Durante toda aquella noche y la siguiente, miles de hormads se ocuparon de construir largas escaleras de maderas. Finalmente logramos disponer de un millar de ellas, y cuando ambas lunas se ocultaron bajo el horizonte en el transcurso de la tercera noche, cien mil hormads avanzaron simultáneamente a paso ligero hacia las murallas de Morbus, llevando una de dichas escaleras a la cabeza de cada columna. Alzaron las escaleras en un millar de lugares, todo a lo largo de las murallas, y por cada una de ellas, a una señal dada, subió un centenar de guerreros, alcanzando en poco tiempo la cima de los muros e internándose luego por las calles de la ciudad antes de que sus habitantes se dieran cuenta de lo que estaba ocurriendo.

El resto fue fácil. Nos apoderamos de la ciudad con muy pocas pérdidas, y Ay-mad, junto con sus dwars, penetró en la Sala del Consejo con aspecto de conquistador. Lo primero que hizo fue echar abajo del estrado los tronos excepto uno; luego, sentándose en éste, ordenó que los restantes jeds fueran llevados a su presencia. Ciertamente constituía un tímido y aterrorizado grupo cuando hicieron su aparición.

—¿Preferís ser muertos o que vuestros cerebros sean devueltos a los cuerpos de hormads de los que procedéis? —preguntó llanamente el jeddak.

—No puedes hacer eso último —replicó el Quinto Jed—, pero si te fuera posible, yo preferiría ir a parar a los tanques antes de ser otra vez un hormad.

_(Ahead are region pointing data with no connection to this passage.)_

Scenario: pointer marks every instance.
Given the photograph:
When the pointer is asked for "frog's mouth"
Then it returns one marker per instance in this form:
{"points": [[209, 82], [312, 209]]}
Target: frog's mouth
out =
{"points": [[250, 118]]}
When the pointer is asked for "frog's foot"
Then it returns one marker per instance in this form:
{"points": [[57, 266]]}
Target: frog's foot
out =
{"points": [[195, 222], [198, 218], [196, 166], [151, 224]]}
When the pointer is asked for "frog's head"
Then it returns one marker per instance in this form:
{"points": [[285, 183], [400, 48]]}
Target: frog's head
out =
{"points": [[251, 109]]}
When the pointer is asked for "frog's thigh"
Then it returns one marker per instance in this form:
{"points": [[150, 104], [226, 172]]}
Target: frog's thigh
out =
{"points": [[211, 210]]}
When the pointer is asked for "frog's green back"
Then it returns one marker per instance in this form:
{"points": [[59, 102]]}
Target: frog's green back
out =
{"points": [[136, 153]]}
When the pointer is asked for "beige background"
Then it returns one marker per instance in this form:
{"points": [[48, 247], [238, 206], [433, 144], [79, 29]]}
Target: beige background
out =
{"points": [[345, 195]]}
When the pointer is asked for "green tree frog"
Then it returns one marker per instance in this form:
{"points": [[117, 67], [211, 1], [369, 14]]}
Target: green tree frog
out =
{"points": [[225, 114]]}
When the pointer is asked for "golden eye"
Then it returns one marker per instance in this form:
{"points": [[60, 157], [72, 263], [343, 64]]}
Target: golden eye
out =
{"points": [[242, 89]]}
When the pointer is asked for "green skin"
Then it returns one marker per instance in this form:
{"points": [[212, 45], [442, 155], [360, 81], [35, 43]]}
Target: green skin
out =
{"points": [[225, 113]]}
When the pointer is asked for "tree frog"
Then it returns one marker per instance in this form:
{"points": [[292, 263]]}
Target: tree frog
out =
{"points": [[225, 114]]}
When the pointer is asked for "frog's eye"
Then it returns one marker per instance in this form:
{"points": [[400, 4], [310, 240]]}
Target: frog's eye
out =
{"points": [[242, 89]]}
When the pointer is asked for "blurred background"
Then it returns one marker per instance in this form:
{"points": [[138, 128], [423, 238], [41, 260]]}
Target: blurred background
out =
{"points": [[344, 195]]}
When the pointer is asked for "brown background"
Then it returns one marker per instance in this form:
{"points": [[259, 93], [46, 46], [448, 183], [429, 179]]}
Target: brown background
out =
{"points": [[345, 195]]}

—¿Cómo que no puedo hacerlo? —preguntó Ay-mad—. Ras Thavas ha transferido cerebros una infinidad de veces, y no veo por qué no ha de poder seguir haciéndolo.

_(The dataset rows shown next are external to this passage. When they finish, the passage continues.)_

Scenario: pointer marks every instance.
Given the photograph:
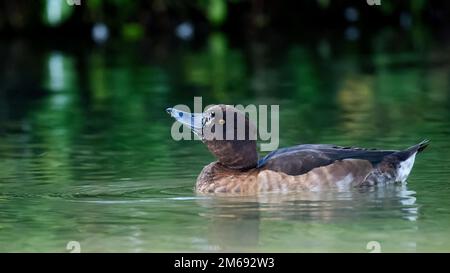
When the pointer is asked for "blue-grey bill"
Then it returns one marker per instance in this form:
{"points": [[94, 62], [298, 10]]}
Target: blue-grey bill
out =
{"points": [[192, 120]]}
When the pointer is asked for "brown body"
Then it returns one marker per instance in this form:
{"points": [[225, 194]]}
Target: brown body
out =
{"points": [[341, 175]]}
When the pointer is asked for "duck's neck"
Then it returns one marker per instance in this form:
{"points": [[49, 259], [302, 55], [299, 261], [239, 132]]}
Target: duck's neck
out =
{"points": [[236, 155], [217, 178]]}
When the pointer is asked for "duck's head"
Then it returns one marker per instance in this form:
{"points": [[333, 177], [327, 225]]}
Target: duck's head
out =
{"points": [[226, 131]]}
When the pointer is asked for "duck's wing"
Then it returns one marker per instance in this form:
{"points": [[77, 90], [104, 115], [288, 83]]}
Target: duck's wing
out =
{"points": [[303, 158]]}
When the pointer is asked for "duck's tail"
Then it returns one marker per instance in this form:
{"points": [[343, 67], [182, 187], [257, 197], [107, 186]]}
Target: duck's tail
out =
{"points": [[406, 159]]}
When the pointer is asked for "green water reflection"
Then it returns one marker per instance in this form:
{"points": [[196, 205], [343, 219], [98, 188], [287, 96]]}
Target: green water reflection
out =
{"points": [[86, 152]]}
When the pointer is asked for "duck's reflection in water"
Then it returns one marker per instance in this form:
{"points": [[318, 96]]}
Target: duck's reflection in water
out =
{"points": [[235, 222]]}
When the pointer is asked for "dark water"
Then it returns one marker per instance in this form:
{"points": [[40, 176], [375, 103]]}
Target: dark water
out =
{"points": [[86, 153]]}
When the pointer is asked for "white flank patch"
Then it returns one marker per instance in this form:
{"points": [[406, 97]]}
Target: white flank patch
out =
{"points": [[405, 168]]}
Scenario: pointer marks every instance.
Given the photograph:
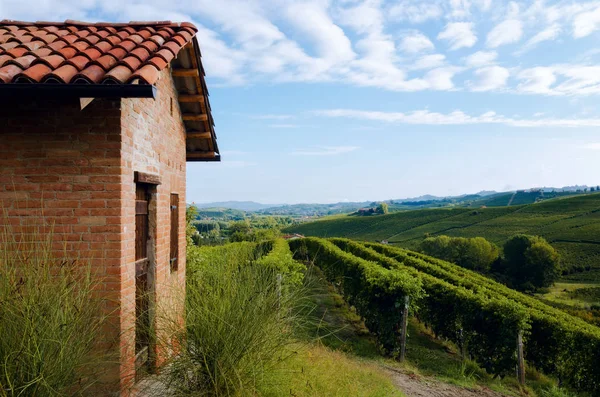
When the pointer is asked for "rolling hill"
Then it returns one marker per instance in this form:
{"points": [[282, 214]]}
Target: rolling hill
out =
{"points": [[571, 225]]}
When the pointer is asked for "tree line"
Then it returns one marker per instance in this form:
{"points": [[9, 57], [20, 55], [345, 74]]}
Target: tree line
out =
{"points": [[526, 263]]}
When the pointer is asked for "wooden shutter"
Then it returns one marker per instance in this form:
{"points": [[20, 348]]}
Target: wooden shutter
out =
{"points": [[174, 232]]}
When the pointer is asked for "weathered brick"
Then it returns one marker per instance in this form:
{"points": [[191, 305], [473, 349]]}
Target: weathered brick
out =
{"points": [[76, 168]]}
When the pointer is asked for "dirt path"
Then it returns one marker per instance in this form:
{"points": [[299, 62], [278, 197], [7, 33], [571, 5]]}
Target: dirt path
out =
{"points": [[415, 386]]}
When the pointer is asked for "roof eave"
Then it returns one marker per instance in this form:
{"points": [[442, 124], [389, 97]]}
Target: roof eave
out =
{"points": [[78, 90]]}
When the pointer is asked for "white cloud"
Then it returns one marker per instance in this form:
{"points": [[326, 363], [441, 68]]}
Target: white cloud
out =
{"points": [[481, 58], [458, 35], [415, 42], [272, 116], [326, 151], [441, 78], [457, 117], [537, 80], [364, 17], [591, 146], [550, 33], [236, 163], [490, 78], [329, 39], [586, 23], [429, 61], [224, 62], [415, 11], [284, 126], [579, 80], [506, 32]]}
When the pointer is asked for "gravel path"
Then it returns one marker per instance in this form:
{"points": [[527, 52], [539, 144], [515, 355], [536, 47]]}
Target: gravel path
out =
{"points": [[415, 386]]}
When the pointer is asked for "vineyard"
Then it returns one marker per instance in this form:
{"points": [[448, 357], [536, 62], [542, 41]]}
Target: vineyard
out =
{"points": [[571, 225], [478, 314]]}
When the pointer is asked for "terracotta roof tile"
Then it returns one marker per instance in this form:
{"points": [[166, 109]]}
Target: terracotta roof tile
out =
{"points": [[22, 62], [34, 74], [4, 59], [89, 53], [147, 74], [118, 75], [8, 72]]}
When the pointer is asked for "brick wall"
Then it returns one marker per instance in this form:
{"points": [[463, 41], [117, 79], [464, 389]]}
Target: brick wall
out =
{"points": [[71, 171], [60, 173], [154, 143]]}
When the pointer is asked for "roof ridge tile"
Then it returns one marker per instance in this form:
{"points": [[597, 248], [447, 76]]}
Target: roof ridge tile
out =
{"points": [[90, 53]]}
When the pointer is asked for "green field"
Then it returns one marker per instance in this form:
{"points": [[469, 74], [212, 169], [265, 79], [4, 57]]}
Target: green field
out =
{"points": [[571, 225]]}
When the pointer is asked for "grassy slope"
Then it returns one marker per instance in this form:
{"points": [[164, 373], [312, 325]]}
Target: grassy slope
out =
{"points": [[346, 362], [571, 224]]}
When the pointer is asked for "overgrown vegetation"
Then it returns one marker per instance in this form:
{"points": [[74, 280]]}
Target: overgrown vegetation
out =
{"points": [[530, 262], [50, 320], [238, 318], [471, 253], [489, 314]]}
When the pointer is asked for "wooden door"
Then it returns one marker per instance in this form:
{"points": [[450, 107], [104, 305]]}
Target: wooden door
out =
{"points": [[142, 285]]}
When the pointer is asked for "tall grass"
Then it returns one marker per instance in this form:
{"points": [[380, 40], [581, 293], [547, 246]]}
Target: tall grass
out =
{"points": [[237, 323], [49, 319]]}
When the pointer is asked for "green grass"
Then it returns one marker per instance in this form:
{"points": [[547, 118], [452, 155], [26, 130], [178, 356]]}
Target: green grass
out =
{"points": [[579, 295], [316, 370], [50, 320], [571, 225], [344, 337]]}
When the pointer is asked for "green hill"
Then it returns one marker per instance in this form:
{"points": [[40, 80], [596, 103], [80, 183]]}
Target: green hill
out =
{"points": [[571, 225]]}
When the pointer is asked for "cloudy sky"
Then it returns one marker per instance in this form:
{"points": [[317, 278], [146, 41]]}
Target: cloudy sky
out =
{"points": [[333, 100]]}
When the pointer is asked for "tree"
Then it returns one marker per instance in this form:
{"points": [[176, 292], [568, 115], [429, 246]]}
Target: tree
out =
{"points": [[472, 253], [191, 214], [239, 231], [382, 208], [530, 262]]}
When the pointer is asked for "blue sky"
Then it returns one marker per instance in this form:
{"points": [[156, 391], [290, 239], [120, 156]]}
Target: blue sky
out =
{"points": [[325, 100]]}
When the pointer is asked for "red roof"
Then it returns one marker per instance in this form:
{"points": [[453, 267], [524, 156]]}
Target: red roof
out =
{"points": [[90, 59], [73, 52]]}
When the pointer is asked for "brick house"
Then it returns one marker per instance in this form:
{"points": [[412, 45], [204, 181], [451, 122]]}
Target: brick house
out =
{"points": [[98, 121]]}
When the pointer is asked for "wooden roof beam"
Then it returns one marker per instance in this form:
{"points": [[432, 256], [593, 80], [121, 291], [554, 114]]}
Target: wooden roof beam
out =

—Es que Ras Thavas no está —repuso el Quinto Jed—. Ha desaparecido.

Es fácil imaginar el impacto que tal noticia causó en mí. Si aquella desaparición era definitiva, podía resignarme a pasar mi vida entera dentro de un repulsivo cuerpo de hormad. Y no había escapatoria posible, puesto que Vad Varo de Duhor, el único otro hombre en el mundo que hubiera podido devolverme a mi cuerpo legítimo, era tan inalcanzable para mí como si hubiera vuelto a su nativa Jasoom. Con el nuevo jeddak de Morbus en guerra para conquistar el planeta entero, todos los restantes habitantes de éste serían nuestros enemigos.

Y en lo que respecta a Janai… Siempre sería repulsivo para ella y, por consiguiente, jamás le podría decir la verdad. Mejor prefería que me creyera muerto y no que mi cerebro estaba aposentado tras la aborrecible e inhumana máscara que ahora lo albergaba. ¿Cómo podría alguien con mi aspecto pensar tan solamente en el amor? No, el amor no era para los hormads.

En medio de mi ofuscación, apenas si pude oír cómo Ay-mad preguntaba lo que le había ocurrido a Ras Thavas.

—Nadie lo sabe —replicó el Quinto Jed—. Simplemente ha desaparecido. Como de ningún modo hubiera podido salir de la ciudad sin ser visto, creemos que algunos de sus hormads deben haberle cogido y arrojado a uno de sus propios tanques de cultivo, como venganza.

Ay-mad estaba furioso, puesto que sin Ras Thavas todos sus sueños de conquista mundial caían por tierra.

—¡Esto es obra de mis enemigos! —gritó—. Alguno de vosotros, jeds, ha intervenido para destruir a Ras Thavas u ocultarlo de mi vista. ¡Lleváoslos y recluidlos en celdas separadas, dentro de los pozos! El primero que confiese tendrá asegurada vida y libertad, y el resto morirá. Tenéis un día para pensarlo.